To begin with, I will first convert the reviews
column into DocumentTermMatrix
and then convert it to lda
format, I then plan to throw in the documents
and vocab
objects generated from the lda process along with selected columns from the original data frame into stm
's prepDocuments()
function such that I can leverage the more versatile estimation functions from that package, using customer attributes as features to predict topic salience.

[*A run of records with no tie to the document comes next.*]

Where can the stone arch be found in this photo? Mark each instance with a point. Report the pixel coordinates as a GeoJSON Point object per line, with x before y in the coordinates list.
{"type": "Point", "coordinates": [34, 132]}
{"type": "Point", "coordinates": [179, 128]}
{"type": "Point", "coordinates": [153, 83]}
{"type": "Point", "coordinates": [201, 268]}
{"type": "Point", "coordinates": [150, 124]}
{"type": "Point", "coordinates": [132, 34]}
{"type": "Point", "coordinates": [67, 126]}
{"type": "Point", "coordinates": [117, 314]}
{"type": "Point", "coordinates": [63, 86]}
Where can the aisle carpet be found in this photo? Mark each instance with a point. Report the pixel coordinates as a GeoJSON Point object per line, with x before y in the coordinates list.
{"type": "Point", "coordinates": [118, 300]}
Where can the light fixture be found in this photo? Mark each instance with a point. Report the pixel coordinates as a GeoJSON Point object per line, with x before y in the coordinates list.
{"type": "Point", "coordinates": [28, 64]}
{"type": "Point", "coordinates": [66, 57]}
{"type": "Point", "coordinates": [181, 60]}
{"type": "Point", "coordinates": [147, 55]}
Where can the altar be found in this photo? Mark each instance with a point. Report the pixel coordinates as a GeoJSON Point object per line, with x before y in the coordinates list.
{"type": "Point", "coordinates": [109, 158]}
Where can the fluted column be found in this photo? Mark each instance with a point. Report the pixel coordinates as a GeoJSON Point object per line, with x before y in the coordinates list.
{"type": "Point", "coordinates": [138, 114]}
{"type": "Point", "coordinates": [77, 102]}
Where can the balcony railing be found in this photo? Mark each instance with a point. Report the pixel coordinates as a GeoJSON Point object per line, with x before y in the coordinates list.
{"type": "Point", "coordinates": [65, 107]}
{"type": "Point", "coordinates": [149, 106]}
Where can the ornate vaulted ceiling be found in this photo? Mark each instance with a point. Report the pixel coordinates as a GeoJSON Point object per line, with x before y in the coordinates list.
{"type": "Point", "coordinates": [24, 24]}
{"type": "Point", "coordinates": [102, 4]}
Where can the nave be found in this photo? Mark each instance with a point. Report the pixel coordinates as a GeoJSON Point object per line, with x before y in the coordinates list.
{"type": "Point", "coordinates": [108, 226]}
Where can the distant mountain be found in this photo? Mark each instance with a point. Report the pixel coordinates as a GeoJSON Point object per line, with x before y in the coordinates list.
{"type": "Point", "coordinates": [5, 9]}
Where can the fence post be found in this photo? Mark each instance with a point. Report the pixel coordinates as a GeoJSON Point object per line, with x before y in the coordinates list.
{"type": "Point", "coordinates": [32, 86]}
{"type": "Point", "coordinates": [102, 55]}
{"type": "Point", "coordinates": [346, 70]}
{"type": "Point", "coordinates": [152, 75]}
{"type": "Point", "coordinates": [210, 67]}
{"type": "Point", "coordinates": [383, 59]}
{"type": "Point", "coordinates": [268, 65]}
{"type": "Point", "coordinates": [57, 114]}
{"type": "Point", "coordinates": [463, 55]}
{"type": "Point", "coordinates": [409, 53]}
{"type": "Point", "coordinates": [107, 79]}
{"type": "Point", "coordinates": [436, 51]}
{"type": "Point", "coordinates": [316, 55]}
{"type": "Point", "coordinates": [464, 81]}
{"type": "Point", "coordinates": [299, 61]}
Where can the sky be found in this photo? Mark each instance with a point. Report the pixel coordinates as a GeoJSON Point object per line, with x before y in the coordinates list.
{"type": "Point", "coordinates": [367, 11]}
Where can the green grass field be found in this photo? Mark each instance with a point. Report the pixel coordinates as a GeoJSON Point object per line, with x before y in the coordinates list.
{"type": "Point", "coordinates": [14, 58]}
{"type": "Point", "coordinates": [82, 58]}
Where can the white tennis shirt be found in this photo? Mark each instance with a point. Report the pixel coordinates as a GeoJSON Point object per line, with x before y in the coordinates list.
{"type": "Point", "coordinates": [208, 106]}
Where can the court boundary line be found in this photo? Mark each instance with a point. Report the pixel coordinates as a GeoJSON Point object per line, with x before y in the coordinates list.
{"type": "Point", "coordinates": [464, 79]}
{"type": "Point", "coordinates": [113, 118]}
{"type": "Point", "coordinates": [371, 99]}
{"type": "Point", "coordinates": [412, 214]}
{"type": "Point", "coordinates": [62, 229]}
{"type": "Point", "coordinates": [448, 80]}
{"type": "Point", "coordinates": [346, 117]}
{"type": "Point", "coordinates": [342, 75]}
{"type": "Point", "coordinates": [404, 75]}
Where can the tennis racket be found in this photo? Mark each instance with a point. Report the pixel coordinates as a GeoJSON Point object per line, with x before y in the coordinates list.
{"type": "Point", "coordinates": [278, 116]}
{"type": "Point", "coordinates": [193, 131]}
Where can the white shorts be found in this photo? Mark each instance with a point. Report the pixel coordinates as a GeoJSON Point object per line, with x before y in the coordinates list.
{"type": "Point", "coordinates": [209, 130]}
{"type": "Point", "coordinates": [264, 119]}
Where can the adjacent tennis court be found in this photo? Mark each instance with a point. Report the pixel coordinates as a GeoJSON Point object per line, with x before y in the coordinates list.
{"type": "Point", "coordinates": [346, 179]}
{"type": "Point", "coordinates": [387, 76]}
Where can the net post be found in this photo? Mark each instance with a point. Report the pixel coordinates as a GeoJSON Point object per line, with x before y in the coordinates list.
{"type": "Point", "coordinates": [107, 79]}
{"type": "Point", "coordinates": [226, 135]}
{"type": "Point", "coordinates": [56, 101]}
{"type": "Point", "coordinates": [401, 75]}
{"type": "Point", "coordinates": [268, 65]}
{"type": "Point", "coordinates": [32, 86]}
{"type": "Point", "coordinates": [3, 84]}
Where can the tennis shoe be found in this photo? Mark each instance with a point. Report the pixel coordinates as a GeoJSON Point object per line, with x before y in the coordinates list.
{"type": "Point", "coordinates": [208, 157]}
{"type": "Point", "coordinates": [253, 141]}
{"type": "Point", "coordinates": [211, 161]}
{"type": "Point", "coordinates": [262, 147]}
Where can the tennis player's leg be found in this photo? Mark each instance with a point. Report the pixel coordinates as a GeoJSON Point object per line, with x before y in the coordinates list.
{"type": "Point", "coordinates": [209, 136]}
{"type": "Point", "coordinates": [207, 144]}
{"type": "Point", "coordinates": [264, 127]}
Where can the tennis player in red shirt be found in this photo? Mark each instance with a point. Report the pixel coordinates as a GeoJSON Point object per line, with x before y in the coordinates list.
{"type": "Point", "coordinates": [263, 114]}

However, because some of the empty cells, punctuation, and foreign characters might be removed during the pre-processing and thereby creating some character(0)
rows in the lda's documents
object, making those reviews unable to match their corresponding rows in the original data frame. Eventually, this will prevent me from generating the desired stm
object from prepDocuments()
.
Methods to remove empty documents certainly exist (such as the methods recommended in this previous thread), but I am wondering if there're ways to also remove the rows correspond to the empty documents from the original data frame such that the number of lda documents
and the row dimension of the data frame that will be used as meta
in the stm
functions are aligned? Will indexing help?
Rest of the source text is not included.